The French magnates had pedigrees as ancient as the kings and considerable feudal power of their own. Thus France was a good example of a large, diverse and questionably loyal nobility. Where the English king discouraged his nobles from raising their own private armies (unless at the kings request), the French nobles considered it their right to maintain their own troops, and to make war on other nobles as the mood hit them. Thus, the fact that France had many more knights than England was something of a disadvantage for France. As the English were learning, it was more efficient to train commoners to be soldiers and get by with a smaller number of knights (as leaders and a heavily armored reserve.) The commoners would be well armed, but not heavily armored. The knights would be well armed and armored. The English preferred light infantry, well trained in archery (the Yeomen). These troops were raised from among the families that owned the land they farmed. It was from this class that larger landowners came, and, as needed, new blood for the nobility. The Yeomen were well trained, well organized and well paid. They were loyal and effective. Thus the smaller English king was able to field a smaller, yet more effective, army. Ironically, it was this smaller, more effective, English army that soon led to the downfall of the French nobility.

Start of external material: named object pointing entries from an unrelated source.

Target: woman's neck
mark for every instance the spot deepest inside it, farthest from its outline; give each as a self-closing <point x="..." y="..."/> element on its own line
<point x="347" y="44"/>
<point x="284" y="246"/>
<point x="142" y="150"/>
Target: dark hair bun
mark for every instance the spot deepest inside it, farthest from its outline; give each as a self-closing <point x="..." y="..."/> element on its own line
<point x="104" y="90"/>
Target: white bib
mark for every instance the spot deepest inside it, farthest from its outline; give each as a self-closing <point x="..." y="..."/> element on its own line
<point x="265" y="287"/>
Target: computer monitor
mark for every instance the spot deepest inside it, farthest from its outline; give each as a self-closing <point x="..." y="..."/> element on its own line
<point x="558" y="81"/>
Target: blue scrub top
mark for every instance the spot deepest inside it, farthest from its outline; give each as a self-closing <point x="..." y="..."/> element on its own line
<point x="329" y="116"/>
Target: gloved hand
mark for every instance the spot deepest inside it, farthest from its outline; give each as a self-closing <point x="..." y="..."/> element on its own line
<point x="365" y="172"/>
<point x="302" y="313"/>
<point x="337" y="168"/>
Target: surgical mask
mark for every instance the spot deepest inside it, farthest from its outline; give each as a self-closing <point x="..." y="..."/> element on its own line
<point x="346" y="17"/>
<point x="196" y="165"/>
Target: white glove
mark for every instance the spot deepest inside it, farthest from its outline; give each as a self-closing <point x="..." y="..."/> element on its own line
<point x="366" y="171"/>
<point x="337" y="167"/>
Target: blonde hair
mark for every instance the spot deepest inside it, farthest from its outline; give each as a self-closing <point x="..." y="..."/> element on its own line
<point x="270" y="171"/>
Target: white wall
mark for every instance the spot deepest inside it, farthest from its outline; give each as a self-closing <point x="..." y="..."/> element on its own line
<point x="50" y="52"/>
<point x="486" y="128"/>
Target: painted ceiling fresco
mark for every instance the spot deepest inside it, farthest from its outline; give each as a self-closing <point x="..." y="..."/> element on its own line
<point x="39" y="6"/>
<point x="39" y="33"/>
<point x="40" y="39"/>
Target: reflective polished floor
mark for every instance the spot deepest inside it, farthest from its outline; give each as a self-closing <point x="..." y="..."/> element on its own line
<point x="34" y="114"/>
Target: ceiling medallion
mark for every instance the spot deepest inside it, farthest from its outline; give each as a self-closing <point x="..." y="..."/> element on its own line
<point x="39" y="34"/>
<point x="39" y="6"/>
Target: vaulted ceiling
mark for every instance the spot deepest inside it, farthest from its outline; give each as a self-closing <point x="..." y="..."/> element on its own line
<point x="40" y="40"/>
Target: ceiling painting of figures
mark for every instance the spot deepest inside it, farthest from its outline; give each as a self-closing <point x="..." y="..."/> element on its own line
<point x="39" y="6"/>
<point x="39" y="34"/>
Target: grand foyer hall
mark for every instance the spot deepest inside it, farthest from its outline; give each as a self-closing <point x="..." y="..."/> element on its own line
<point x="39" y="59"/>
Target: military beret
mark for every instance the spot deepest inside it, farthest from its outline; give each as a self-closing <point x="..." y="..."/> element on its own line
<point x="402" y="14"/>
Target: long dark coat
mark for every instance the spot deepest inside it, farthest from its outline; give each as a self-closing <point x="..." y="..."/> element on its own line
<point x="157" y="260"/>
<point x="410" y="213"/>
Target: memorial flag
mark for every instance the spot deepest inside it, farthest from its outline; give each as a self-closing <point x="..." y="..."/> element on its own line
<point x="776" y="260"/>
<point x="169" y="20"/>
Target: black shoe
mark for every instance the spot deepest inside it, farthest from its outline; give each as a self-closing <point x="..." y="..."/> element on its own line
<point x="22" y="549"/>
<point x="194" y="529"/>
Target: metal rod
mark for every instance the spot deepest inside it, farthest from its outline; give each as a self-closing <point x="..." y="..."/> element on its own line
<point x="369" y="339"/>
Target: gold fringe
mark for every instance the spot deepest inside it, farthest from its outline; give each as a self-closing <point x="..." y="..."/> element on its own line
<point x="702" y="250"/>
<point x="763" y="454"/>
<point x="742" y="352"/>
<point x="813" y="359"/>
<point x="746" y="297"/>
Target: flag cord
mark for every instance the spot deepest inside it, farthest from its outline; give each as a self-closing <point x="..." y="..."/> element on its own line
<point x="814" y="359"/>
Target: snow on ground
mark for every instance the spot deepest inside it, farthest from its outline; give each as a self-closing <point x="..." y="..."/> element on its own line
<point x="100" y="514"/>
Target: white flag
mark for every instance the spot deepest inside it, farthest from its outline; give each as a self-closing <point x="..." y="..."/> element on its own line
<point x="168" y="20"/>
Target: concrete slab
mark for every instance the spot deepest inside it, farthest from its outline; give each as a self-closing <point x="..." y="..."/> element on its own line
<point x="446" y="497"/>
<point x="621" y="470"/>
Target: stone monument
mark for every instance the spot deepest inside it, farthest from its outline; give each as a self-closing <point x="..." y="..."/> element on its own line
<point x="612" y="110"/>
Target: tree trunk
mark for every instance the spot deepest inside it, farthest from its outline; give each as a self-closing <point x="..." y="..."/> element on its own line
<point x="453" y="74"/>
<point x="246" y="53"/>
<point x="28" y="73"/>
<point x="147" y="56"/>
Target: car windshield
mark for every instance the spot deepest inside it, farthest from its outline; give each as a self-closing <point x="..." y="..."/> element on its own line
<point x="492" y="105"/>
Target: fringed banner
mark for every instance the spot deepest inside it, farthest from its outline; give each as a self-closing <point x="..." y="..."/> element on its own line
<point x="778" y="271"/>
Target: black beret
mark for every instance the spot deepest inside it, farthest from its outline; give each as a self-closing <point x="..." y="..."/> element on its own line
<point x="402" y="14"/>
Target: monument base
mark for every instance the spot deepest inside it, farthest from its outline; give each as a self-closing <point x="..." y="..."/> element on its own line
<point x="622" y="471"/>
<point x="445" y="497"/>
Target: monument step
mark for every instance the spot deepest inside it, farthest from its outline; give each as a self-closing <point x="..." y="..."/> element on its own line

Once the Hundred Years War began, it was soon obvious that only a massive military effort could oust the marauding English armies and only the French king had the resources to do this. In the process, the king cut the French nobles down to size and expanded the power of the royal government. By the 1400s, the French king had a professional army and was much less dependant on the aid of the nobles to get things done on the battlefield. The king did enlist the nobles into the kings service, as the crown was never able to control the nobles as effectively as the English kings had. The French kings used a carrot and stick approach to controlling their nobles. The expense was borne by the people and this eventually led to the French revolution in the 1700s.